RDSP's work has revealed, for example, that 90% of the top 30 brand-name drugs sold in the United States are made outside of the country and that only 10% of the their APIs are made in this country. Likewise, 90% of the top 30 generic drugs are made in foreign countries, or their country of origin is unreported. India, which depends on China for up to 70% of its key starting materials, is the primary source of generic drugs for the US market.

The roots of these shortages are often complex. For example, sodium chloride solution, or saline, an essential product used in hospitals to reconstitute or deliver drugs, hydrate patients, and flush intravenous lines, has been in shortage recently due to the Omicron variant surge and the war in Ukraine.

"Saline is one of the most ubiquitous products, yet we have shortages," Schondelmeyer said. These shortages, however, are not due to a lack of sodium chloride but rather to supply chain issues affecting products used to store and administer saline, such as heparin, needles, and vial stoppers, because some factories producing these products were repurposed during the pandemic to produce other small-volume, highly consequential drugs.

"Even if you have plenty of sodium chloride, it doesn't mean you have saline flushes," he said.

Although the detailed data found in the RDSP Map are not publicly available, the RDSP team has published reports, including a COVID-19 CIDRAP Viewpoint, "Ensuring a Resilient US Prescription Drug Supply," as well as given testimony to the US Senate on lessons from the pandemic and recommendations for moving forward. This summer, the team is developing a tool to provide geographic visualizations of the supply chain data for most drug products available through a website.

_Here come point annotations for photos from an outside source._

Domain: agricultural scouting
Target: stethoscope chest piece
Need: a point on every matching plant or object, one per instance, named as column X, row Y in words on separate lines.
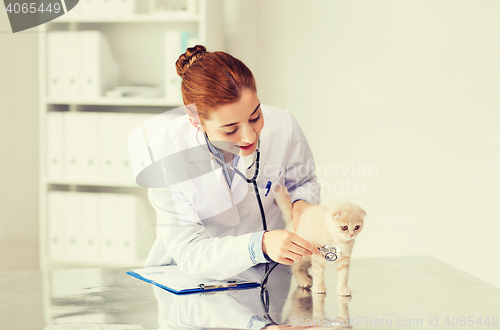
column 330, row 252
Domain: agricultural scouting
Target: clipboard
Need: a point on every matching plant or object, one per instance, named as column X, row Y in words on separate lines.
column 170, row 278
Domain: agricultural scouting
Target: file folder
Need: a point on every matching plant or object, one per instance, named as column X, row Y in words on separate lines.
column 170, row 278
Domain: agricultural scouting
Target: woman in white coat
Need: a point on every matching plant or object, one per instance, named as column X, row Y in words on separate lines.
column 208, row 219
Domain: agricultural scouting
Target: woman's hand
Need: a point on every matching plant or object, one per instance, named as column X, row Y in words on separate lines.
column 286, row 247
column 297, row 209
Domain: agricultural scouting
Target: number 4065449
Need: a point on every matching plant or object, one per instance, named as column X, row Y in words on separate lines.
column 32, row 8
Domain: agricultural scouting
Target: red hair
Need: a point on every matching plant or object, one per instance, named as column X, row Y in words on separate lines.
column 211, row 79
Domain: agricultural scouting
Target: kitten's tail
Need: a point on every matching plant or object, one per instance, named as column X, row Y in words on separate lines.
column 282, row 198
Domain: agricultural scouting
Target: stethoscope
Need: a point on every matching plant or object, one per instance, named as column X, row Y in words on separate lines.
column 330, row 252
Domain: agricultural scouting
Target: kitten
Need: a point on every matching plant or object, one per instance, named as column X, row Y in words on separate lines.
column 338, row 225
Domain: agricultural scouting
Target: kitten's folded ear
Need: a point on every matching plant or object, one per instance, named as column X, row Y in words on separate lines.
column 361, row 212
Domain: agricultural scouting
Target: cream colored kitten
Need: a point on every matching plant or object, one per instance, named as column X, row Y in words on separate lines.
column 338, row 225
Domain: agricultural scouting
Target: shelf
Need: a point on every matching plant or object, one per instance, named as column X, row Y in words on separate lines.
column 91, row 183
column 137, row 18
column 123, row 101
column 96, row 263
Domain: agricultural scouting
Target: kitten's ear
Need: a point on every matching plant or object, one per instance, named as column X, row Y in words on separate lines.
column 362, row 212
column 334, row 214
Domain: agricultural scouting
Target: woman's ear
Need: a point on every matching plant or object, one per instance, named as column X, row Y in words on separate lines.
column 195, row 121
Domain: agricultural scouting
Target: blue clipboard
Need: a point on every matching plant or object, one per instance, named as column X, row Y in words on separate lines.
column 209, row 287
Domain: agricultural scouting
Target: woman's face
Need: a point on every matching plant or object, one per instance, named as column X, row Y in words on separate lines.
column 236, row 127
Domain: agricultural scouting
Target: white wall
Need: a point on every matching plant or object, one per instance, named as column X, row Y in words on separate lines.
column 18, row 147
column 408, row 89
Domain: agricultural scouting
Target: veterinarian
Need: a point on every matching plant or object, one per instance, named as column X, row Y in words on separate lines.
column 208, row 218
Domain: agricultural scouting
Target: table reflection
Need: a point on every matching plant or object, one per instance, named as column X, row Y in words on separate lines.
column 288, row 305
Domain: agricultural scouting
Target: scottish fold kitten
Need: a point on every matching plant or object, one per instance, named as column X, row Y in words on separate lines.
column 338, row 225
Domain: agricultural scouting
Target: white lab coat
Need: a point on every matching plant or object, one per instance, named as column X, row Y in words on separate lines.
column 204, row 226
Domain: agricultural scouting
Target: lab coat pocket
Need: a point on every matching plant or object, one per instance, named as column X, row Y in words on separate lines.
column 267, row 186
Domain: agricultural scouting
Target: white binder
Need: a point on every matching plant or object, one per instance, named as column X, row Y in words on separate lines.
column 108, row 159
column 88, row 8
column 55, row 137
column 125, row 125
column 90, row 145
column 55, row 64
column 99, row 69
column 73, row 146
column 123, row 8
column 91, row 230
column 73, row 225
column 175, row 45
column 108, row 218
column 71, row 64
column 55, row 225
column 128, row 209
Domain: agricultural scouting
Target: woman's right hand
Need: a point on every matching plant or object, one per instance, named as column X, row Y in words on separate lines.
column 286, row 247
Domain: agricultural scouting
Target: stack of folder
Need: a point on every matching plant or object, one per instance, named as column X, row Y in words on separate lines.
column 91, row 147
column 98, row 226
column 80, row 65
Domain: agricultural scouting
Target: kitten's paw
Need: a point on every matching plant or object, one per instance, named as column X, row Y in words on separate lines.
column 344, row 291
column 304, row 281
column 318, row 289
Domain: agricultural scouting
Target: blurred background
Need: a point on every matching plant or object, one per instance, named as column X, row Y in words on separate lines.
column 398, row 99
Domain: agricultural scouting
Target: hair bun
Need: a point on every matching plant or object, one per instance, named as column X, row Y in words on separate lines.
column 186, row 60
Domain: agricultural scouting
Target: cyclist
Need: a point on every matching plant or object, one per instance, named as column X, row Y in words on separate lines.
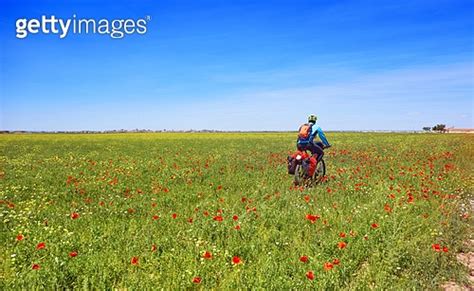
column 307, row 133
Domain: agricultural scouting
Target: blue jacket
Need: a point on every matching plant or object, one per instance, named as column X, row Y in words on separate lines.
column 315, row 130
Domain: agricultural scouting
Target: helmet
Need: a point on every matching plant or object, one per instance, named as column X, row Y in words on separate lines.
column 312, row 118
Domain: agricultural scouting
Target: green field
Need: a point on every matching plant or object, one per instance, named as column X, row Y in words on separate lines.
column 141, row 210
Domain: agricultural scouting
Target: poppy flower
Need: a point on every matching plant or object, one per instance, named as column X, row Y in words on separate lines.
column 134, row 261
column 207, row 255
column 328, row 266
column 236, row 260
column 40, row 246
column 341, row 245
column 312, row 218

The goal of the RDSP Map is to recognize potential drug shortages and develop solutions to head them off. And although some RDSP data cannot be made public because it belongs to other entities, the RDSP team plans to release most of the nonproprietary data for use by stakeholders and other data scientists.

"We provide a great deal of value as a center focused on drug shortages with regard to the dissemination of knowledge and resources that benefit the public health and patient care," Margraf said.

This is part 2 of a 2-part series on tracking drug supply chain issues. The first story, on US Pharmacopeia's supply map, was published Mar 31.